What does Smurf Attack mean?
A smurf attack is a type of denial of service attack in which a system is flooded with spoofed ping messages. This creates high computer network traffic on the victim’s network, which often renders it unresponsive.
Smurfing takes certain well-known facts about Internet Protocol and Internet Control Message Protocol (ICMP) into account. ICMP is used by network administrators to exchange information about network state, and can also be used to ping other nodes to determine their operational status. The smurf program sends a spoofed network packet that contains an ICMP ping. The resulting echo responses to the ping message are directed toward the victim’s IP address. Large number of pings and the resulting echoes can make the network unusable for real traffic.

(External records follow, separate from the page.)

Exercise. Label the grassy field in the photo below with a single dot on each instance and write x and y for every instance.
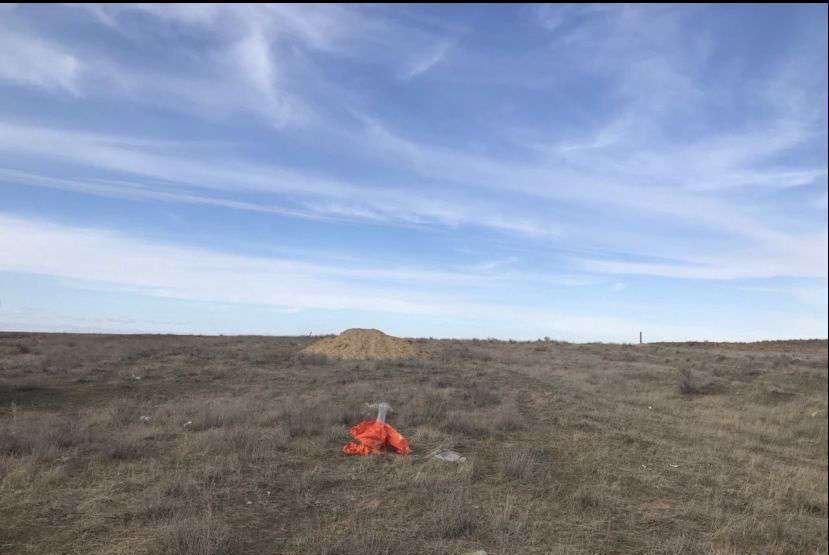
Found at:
(217, 445)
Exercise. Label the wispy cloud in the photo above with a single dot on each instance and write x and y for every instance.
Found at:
(427, 60)
(36, 62)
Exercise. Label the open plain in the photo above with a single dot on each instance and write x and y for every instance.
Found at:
(216, 445)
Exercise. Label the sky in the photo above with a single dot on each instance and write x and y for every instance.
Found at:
(576, 172)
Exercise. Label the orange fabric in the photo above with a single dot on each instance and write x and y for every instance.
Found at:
(375, 436)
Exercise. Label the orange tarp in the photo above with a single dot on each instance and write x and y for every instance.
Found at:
(375, 436)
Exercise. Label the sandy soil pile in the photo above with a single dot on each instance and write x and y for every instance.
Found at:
(363, 344)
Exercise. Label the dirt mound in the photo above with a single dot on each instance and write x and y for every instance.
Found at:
(363, 344)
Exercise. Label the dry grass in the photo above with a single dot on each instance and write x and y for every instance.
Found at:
(220, 445)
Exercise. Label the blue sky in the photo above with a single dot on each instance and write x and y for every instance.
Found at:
(578, 172)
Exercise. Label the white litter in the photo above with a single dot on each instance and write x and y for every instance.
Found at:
(449, 456)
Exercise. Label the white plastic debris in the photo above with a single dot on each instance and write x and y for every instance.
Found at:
(449, 456)
(382, 409)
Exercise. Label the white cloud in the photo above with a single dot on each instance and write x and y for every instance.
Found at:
(427, 60)
(38, 63)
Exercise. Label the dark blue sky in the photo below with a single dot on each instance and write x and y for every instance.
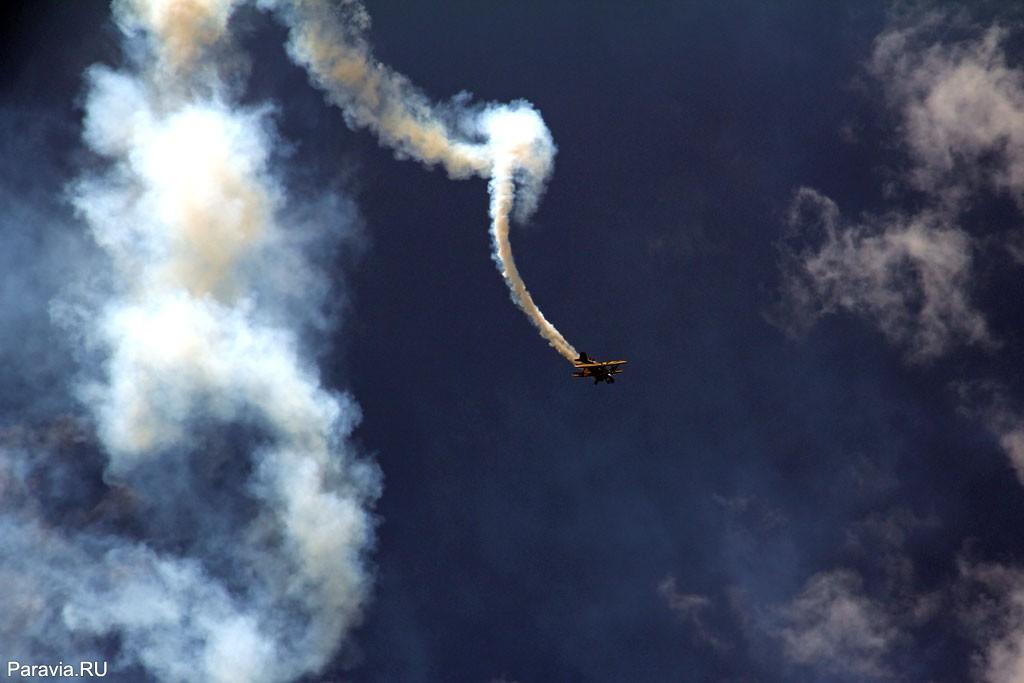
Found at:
(528, 520)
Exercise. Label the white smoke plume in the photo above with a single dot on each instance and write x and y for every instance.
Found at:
(507, 143)
(240, 554)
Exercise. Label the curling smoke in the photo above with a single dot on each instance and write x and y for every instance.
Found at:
(240, 554)
(509, 143)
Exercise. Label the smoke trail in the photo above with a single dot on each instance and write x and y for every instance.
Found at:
(509, 143)
(240, 510)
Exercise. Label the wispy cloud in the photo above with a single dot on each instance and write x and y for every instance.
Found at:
(992, 612)
(909, 274)
(958, 107)
(834, 626)
(691, 608)
(960, 103)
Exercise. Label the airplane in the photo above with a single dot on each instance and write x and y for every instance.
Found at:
(600, 371)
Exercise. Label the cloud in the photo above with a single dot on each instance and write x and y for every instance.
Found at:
(910, 275)
(992, 612)
(832, 625)
(691, 608)
(850, 627)
(958, 108)
(1003, 416)
(960, 103)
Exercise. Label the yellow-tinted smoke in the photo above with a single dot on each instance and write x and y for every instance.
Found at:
(507, 143)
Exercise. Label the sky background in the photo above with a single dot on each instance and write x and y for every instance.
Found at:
(787, 483)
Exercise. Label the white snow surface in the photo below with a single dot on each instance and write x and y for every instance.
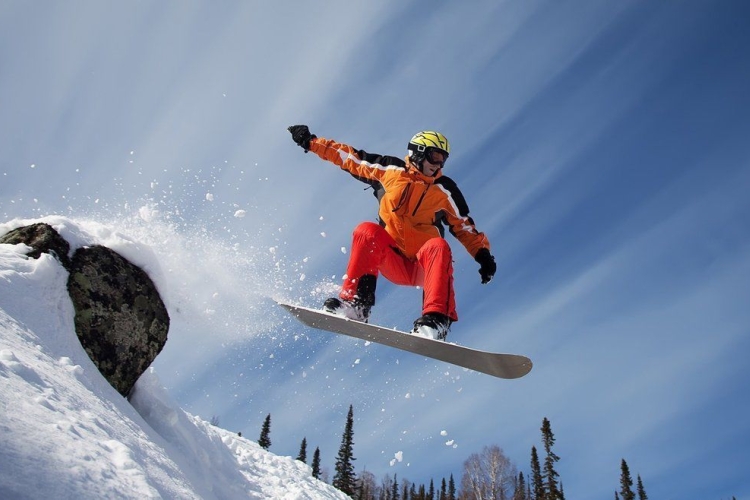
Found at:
(67, 434)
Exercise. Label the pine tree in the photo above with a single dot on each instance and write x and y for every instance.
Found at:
(626, 482)
(536, 476)
(265, 434)
(641, 491)
(345, 479)
(552, 492)
(316, 463)
(302, 457)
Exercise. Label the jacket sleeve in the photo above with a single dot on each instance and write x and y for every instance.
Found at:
(367, 167)
(456, 216)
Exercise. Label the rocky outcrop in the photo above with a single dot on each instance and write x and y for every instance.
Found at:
(120, 319)
(42, 238)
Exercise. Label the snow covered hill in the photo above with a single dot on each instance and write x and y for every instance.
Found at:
(67, 434)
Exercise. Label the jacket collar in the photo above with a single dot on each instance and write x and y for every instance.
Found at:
(412, 169)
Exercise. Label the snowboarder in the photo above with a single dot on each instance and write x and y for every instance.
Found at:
(415, 202)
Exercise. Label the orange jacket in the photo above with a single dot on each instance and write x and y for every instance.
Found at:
(413, 207)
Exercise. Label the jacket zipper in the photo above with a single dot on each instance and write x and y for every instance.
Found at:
(420, 200)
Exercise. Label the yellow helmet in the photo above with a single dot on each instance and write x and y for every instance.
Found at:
(429, 139)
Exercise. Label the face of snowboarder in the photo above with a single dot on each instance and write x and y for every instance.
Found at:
(433, 161)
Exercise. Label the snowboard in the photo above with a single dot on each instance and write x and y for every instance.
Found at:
(508, 366)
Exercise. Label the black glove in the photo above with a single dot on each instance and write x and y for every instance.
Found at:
(302, 136)
(487, 266)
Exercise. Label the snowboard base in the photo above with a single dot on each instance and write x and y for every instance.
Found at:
(508, 366)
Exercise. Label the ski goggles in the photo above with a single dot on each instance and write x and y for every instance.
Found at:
(436, 157)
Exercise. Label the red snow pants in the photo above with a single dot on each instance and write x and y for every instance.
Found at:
(374, 251)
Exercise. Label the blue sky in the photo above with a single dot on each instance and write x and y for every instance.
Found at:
(602, 146)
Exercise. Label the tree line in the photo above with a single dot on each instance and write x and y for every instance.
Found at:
(487, 475)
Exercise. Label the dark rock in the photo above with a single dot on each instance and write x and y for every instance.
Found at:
(120, 319)
(42, 238)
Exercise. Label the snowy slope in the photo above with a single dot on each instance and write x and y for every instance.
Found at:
(66, 433)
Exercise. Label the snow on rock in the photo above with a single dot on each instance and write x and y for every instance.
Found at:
(66, 433)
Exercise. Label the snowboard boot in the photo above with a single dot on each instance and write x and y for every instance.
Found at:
(432, 326)
(351, 309)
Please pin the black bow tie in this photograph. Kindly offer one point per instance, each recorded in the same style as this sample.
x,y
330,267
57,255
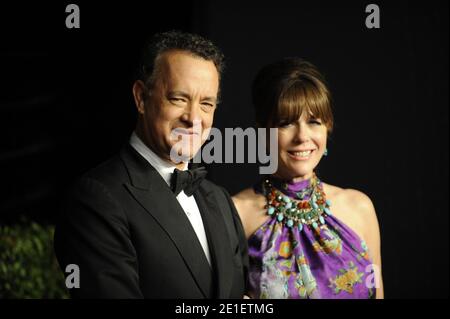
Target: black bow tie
x,y
187,180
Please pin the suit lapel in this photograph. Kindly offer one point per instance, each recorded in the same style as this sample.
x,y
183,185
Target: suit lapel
x,y
218,239
153,194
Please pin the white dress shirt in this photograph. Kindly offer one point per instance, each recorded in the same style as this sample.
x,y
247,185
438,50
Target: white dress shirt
x,y
188,203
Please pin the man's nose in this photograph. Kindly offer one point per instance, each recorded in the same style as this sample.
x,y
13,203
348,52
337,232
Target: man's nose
x,y
192,113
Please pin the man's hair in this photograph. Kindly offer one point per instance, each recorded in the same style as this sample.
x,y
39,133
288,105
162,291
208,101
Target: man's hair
x,y
177,41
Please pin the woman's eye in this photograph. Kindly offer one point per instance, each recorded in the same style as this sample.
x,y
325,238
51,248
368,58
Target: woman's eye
x,y
315,121
285,124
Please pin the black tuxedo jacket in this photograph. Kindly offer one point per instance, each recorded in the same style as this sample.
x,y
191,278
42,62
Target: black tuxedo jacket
x,y
124,228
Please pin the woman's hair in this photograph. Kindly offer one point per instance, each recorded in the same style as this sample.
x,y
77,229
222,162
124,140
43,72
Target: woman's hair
x,y
283,90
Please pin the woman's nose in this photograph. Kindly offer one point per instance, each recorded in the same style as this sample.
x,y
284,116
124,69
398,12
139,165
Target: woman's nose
x,y
301,134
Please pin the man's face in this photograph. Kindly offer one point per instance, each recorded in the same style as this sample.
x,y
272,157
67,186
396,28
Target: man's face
x,y
179,111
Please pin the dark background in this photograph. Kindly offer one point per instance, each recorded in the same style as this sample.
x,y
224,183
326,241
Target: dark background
x,y
66,105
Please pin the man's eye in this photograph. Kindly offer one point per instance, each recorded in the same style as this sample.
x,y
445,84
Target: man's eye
x,y
176,99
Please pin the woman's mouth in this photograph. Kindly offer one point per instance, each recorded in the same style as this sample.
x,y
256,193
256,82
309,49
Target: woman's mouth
x,y
300,155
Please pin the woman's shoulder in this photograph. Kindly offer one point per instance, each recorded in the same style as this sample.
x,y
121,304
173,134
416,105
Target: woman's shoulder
x,y
251,209
354,208
247,199
353,198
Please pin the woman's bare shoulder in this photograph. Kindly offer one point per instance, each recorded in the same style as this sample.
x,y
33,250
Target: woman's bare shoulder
x,y
354,208
251,208
352,198
247,199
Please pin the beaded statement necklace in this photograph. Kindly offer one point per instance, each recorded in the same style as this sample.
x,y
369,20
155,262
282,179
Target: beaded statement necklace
x,y
310,207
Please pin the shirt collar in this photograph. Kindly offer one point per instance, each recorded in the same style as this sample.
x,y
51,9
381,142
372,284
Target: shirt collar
x,y
164,168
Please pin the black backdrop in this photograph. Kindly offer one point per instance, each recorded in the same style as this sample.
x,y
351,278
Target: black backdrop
x,y
66,105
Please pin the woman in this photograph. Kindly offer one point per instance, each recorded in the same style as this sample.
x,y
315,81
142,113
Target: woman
x,y
307,239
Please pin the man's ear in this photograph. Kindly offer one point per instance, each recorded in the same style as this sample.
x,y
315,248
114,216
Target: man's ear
x,y
139,91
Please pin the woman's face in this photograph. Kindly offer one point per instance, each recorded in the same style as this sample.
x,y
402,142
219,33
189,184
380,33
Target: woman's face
x,y
301,145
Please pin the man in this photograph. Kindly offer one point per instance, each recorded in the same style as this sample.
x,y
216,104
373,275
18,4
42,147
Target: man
x,y
141,225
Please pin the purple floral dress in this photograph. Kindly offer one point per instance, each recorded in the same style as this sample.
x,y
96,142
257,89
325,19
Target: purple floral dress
x,y
328,262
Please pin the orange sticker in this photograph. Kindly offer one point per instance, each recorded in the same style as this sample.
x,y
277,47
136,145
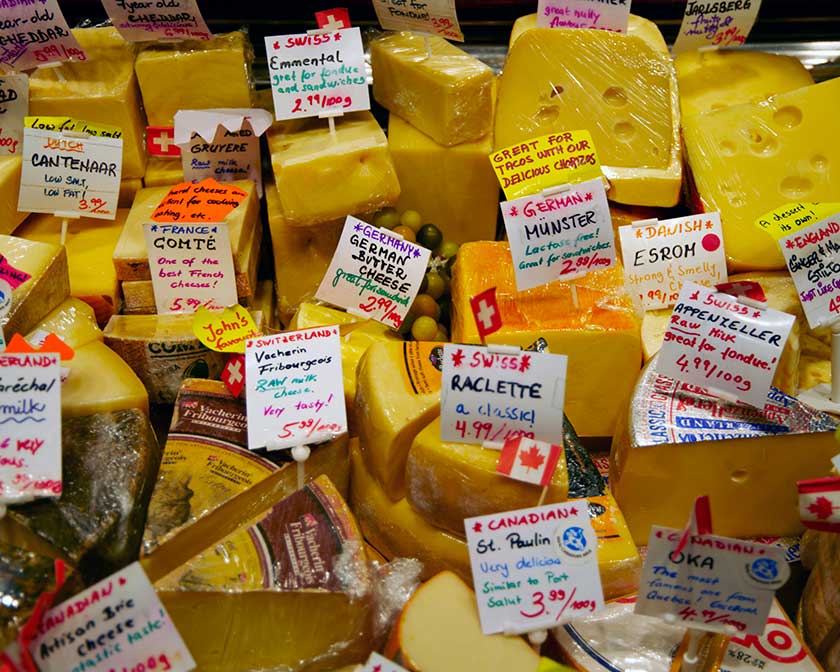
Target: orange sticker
x,y
207,201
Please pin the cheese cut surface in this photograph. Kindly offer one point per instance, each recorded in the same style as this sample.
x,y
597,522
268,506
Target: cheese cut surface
x,y
439,631
618,87
453,187
351,172
198,67
605,324
743,458
447,95
101,89
48,286
748,159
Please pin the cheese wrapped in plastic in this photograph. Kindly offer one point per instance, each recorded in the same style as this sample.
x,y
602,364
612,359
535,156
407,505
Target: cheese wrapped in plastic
x,y
102,88
619,87
195,75
435,86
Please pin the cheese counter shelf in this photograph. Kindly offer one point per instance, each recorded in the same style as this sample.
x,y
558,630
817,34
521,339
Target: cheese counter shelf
x,y
371,555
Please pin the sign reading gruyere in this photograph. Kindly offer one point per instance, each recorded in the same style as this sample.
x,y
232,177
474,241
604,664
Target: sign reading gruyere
x,y
548,161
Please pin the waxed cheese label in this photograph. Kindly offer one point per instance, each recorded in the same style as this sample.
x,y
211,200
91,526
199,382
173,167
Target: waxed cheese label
x,y
147,20
560,236
534,569
118,623
659,256
488,396
710,582
319,74
374,273
14,105
191,266
728,347
716,23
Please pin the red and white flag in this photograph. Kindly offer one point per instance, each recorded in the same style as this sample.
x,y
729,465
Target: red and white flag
x,y
529,460
819,503
488,317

Techopedia explains Smurf Attack
The following steps lead to a smurf attack:
- Huge numbers of ICMP requests are sent to the victim's IP address
- The source destination IP address is spoofed
- The hosts on the victim's network respond to the ICMP requests
- This creates a significant amount of traffic on the victim’s network, resulting in consumption of bandwidth and ultimately causing the victim’s server to crash.
To prevent a smurf attack, individual hosts and routers can be configured to be non-responsive to external ping requests or broadcasts. Routers can also be configured to ensure that packets directed to broadcast addresses are not forwarded.